It does make the cardio a little (lot) more challenging. Here I am in a Step class, breathing like I just ran the Boston Marathon 4 minutes in. Then I spend the rest of the hour just trying not to die. I like that I have to concentrate on all the moves up and down and over because it really helps to distract me from the fact that I’m about to have a cardiac arrest. That’s why I do those classes though, because I’m OCD competitive and I would literally drop dead before I would walk out of a class. So I just stare at my feet and will them up and down that step for an hour without tripping or falling, then, when it’s over, I celebrate with a Marlboro Light the minute I hit my car.

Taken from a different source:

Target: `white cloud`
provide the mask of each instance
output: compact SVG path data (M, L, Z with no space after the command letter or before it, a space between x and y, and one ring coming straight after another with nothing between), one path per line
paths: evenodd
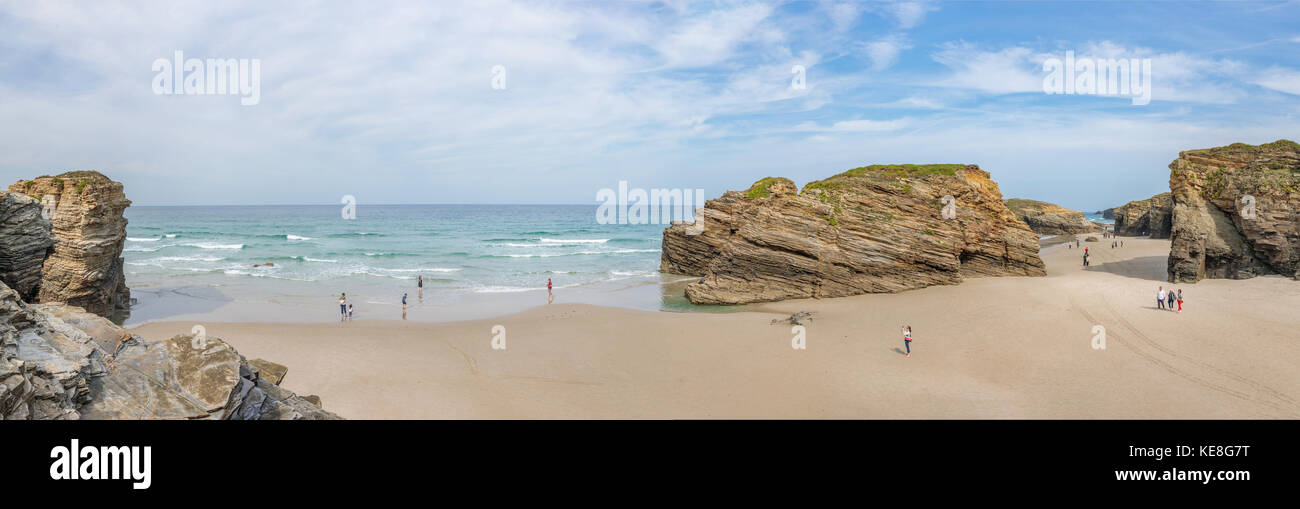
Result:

But so what, I’m doing it and I’m actually sticking to it. My trainer fucking tortures me, I try to make him laugh a lot so that he will stop making me do so many reps but it never works. Then he increases my weights and I spew obscenities at him on every push or pull or lift. Then he just laughs at me and makes me do it all over again. It’s a total fuck you session that I secretly enjoy and the banter makes it go by rather quickly. He tries to trick-count on me a lot and I tell him that’s why he’s a trainer and ask if he needs help learning the alphabet.
So I essentially pay someone to motivate me. It’s kind of awesome, I wish I could hire a personal trainer in other arenas of my life such as “laundry” and “writing” and “stop masturbating and clean the house”. Is that considered a life coach? Oh right, that’s considered a husband and I no longer have one.
On that note, if you need me I’ll be not doing laundry and masturbating before I have to head out to the gym.